Idiopathic cutaneous hyperchromia of the orbital region (ICHOR), also referred to as periorbital hyperpigmentation, periorbital melanosis, dark circles or infraorbital pigmentation, is more frequently observed in dark skinned patients, especially Asians, but finds little data in scientific literature.[1] As the authors of the study on ICHOR in this issue point out, orbital hyperchromia can broadly be divided into primary and secondary types, of which ICHOR falls into the primary type, characterized by bilateral darkening of the orbital skin and eyelid, which is not secondary to systemic or local diseases.[2] The second or secondary type or periorbital hyperpigmentation (POH) has a multifactorial pathogenesis including genetic or constitutional pigmentation, excessive pigmentation akin to dermal melanocytosis, post inflammatory hyperpigmentation secondary to atopic and allergic contact dermatitis; periorbital edema; excessive subcutaneous vascularity, shadowing due to skin laxity and tear trough associated with aging.[3] Excessive sun exposure, drugs, hormonal causes and extension of pigmentary demarcation lines especially in Indian patients have also been considered to be contributory.[4] Whatever the cause, it is difficult to distinguish the cause clinically, and would need careful elimination by history and investigations to label the condition as ICHOR. Due to the transitory nature of this condition, there is no data present on the frequency or prevalence of dark circles. In an American study, Gupta had evaluated the prevalence of dissatisfaction with skin appearance of 32 women with eating disorder, compared with 34 healthy controls and found that 9% of those below 30 years of age were not satisfied with their under eye dark circles against 38% women with eating disorders.[5] This just gives us an estimate of the frequency of this disorder. Although a cosmetic problem, the tired, unhappy, and sagging appearance of the face may influence the quality of life of the individual. Treatment would probably require a multidisciplinary approach of both the dermatologist and plastic surgeon.
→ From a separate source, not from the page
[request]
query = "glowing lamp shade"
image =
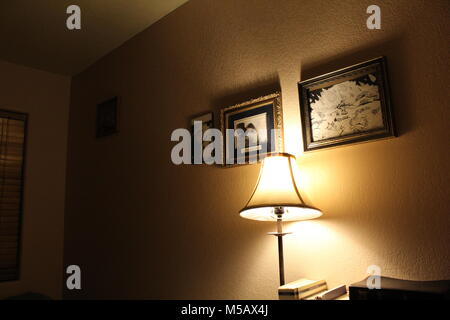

ICHOR or periorbital hyperpigmentation is also considered to have a genetic basis. Many authors including Goodman and Belcher reported many families with pigmentation around the periorbital area in several members of a family. Some were mildly affected and some severely affected.[6] This is something that we feel also occurs in Indian patients. However, surprisingly the present study did not show significant correlation between prevalence of ICHOR with family history, atopic and contact dermatitis, coexisting melasma or hormonal factors, although it confirmed sun exposure to be a risk factor for the same. Regarding the localization of the pigmentation, earlier studies by Watanabe et al. and Malakar et al. have examined skin biopsies from the lesions and found the presence of dermal melanocytosis and melanin pigment in upper dermal macrophages respectively in their studies, hence partially explaining the recalcitrance of this condition to several treatments.[4,6] In the current study, Verschoore et al. go a step further and for the first time, used an objective and non-invasive method, using a new device Siascope, which is based on the unique combination of dermatoscopy, contact remittance spectrometry, and hyperspectral imaging, to measure the concentration and distribution of total melanin, dermal melanin and oxyhaemoglobin between ICHOR skin and normal skin of the same patient. They confirm that not only melanin deposits but even blood stasis may play a role in the pathogenesis of ICHOR. They also emphasize that Siascopy is a reliable and useful diagnostic tool for ICHOR.[2]
In a recent study by Ranu et al., on 200 patients of periorbital hyperpigmentation from Singapore, the possible causes were delineated according to a detailed history, clinical examination, assessment by three dermatologists by measuring with a mexameter.[7] They found the commonest form to be the vascular type (41.8%), characterized by presence of erythema predominantly involving the inner aspect of the lower eyelids, with prominent capillaries or telangiectasia or the presence of bluish discoloration of the lower eyelid due to visible blue veins, which became more prominent when the overlying skin is stretched. This reiterated the vascular component in ICHOR mentioned in Verschoore et al.'s study. The next commonest (38.6%) was constitutional, which was characterized by the presence of a curved band of brownish to black hyperpigmentation of the lower eyelid skin along the shape of the orbital rim with velvety texture, often involving the upper eyelids. The next commonest were post inflammatory hyperpigmentation (12%) and shadow effects (11.4%) due to an overhanging tarsal muscle, eyebags, or a deep tear trough. The rest were due to other causes like skin laxity, dry skin, hormonal disturbances, nutritional deficiencies, and other chronic illnesses. The presence of a predominant vascular factor in these Chinese patients besides the pigmentary factor may explain the mild response of this condition to skin lightening creams. Chemical peels, IPL, and Q-switched ruby laser, autologous fat transplantation, combinations of fat grafting and blepharoplasties as well as fillers have all been tried for treatment but none have provided a satisfactory treatment.
Hence, more studies on the prevalence and etiology of ICHOR or periorbital hyperpigmentation, would go a long way in treating and improving the quality of life in the affected patients. The above two recent Asian studies have provided us with useful information for future research.